Digital mammograms from 220 women were retrospectively analyzed using a computer-aided detection algorithm optimized for digital mammography (R2 Image Checker, Version 8). The images were independently interpreted by five radiologists experienced in mammography and five trainees. The image set included 150 examinations of women without breast cancer and 71 biopsy-proven cancers in 70 women (one bilateral). The number, type and “importance” of CAD marks were scored using an objective technique and scores from the two views of each breast were added. Hypothetical thresholds were applied to the scores to determine whether the images would be referred to the radiologist for interpretation or considered “normal”.
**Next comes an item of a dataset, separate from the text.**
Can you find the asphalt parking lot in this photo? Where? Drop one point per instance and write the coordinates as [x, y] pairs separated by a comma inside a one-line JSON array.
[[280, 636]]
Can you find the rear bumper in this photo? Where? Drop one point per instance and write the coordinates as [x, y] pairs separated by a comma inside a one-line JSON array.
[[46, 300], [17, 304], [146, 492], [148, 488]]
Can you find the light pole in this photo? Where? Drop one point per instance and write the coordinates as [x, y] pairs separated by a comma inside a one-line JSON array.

For this case set, the mean sensitivity and specificity of the radiologists were 65% (range 49-87%) and 85% (range 75%-96%) respectively. If the threshold of the screen were set such that any examination with one or more CAD marks was referred to the radiologist, only 1 in 71 cancers would not have been referred (sensitivity of the prescreen = 98.6%). This cancer was missed by all 10 radiologists. At this threshold, 21 cases would not have been referred, resulting in a workload reduction of 14% with no loss in sensitivity. If the mammographic views without CAD marks were not interpreted (although still displayed for evaluation of symmetry), the number of images to be interpreted would be reduced by 39%. If the threshold was raised to require more than one CAD mark for referral, the sensitivity of the pre-screen would fall to 91.6% and the workload would be reduced by 48% on a per case basis and by 67% on a per breast basis.
Use of CAD as a pre-screening tool could provide increased efficiency at interpretation of screening mammograms, allowing radiologists to be more productive while concentrating their viewing time more effectively on images in which cancer was present.
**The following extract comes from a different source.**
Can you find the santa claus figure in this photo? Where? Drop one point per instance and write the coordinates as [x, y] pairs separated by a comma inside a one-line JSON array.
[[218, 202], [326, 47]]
A.K.: Ashwini Kshirsagar is an employee of R2 Technologies.M.J.Y.: Martin Yaffe's laboratory has a research collaboration on topics in digital mammography with GE Healthcare
Yaffe, M,
Jong, R,
Wolfman, J,
Hendrick, R,
Causer, P,
Berns, E,
Kornecki, A,
Barke, L,
Thomas, M,
Segal, L,
Umranikar, S,
Curpen, B,
Kshirsagar, A,
Ali, A,
Shen, S,
et al, ,
Performance of CAD for Pre-screening with Digital Mammography. Radiological Society of North America 2005 Scientific Assembly and Annual Meeting, November 27 - December 2, 2005 ,Chicago IL.